<377>Je reçois une lettre de ma nièce de Hollande, qui me marque que, un mandarin chinois étant arrivé à la Haye, elle avait eu la curiosité de le voir et de lui parler par le moyen d'un interprète; qu'il passait pour être fort ignorant et pour avoir peu d'esprit. L'abbé Pauw triomphe de cette nouvelle. Je lui ai répondu qu'une hirondelle ne fait pas l'été, et qu'il faut nécessairement, selon les lois éternelles de la nature, que sur une population de cent soixante millions d'âmes, dont vous gratifiez la Chine, il y ait au moins quatre-vingt-dix millions de bêtes et d'imbéciles, et que la mauvaise étoile de la Chine a voulu que précisément un être de cette espèce eût lait le voyage de Hollande. Si je ne l'ai pas assez réfuté, je vous abandonne le reste.

545. AU MÊME.

Potsdam, 20 avril 1776.

L'abbé Pauw marque une foi sincère pour toutes les relations des jésuites de la Chine de la mort de l'empereur Kien-Long, parce qu'ils l'ont annoncée. Pour moi, en qualité de rigide pyrrhonien, je crois qu'il n'est ni mort, ni vivant. La curiosité s'affaiblit avec l'âge; l'on se resserre dans une sphère plus bornée. Walpole disait : J'abandonne l'Europe à mon frère, et ne me réserve que l'Angleterre. Moi, je me contente de ce qui s'est fait, de ce qui se fait, et de ce qui pourra arriver dans notre Europe.

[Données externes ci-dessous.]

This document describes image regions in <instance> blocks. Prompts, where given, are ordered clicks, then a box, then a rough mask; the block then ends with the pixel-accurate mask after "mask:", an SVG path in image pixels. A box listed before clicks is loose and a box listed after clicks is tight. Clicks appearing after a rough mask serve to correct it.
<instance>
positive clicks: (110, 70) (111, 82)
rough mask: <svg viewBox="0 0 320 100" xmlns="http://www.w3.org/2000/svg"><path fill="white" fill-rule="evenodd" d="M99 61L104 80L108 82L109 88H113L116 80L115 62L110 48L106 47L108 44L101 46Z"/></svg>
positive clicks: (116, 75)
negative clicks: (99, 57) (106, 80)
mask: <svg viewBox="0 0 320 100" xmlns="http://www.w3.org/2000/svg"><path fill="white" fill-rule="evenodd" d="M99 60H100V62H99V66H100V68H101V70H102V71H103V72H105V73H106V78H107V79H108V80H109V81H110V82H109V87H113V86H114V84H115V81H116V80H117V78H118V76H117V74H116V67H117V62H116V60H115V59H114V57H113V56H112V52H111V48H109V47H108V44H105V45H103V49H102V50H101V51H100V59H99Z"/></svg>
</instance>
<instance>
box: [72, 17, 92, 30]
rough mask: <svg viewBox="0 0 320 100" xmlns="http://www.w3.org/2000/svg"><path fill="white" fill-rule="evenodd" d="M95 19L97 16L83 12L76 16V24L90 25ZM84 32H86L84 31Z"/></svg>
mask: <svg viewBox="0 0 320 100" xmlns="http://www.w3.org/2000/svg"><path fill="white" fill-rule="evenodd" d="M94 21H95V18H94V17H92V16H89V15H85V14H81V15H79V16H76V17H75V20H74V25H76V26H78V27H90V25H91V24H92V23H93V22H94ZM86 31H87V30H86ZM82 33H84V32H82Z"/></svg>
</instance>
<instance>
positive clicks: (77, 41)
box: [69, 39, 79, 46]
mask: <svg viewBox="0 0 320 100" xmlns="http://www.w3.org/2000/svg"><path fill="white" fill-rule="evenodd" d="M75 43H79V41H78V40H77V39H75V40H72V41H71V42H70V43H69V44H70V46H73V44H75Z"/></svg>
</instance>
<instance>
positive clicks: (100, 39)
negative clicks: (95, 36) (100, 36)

Louis XVI attire bien autrement ma curiosité que l'empereur Kien-Long. J'ai lu un placet, ou plutôt un remercîment du pays de Gex,a adressé à ce monarque; et, dans l'intérieur de mon âme, j'ai béni le bien que ce souverain a fait, ainsi que ceux qui lui ont donné d'aussi bons conseils. Le parlement aurait dû applaudir aux édits de son souverain, au lieu de lui faire des remon-


a Remontrances du pays de Gex au Roi; Œuvres de Voltaire, édition Beuchot, t. XLVIII, p. 296-301.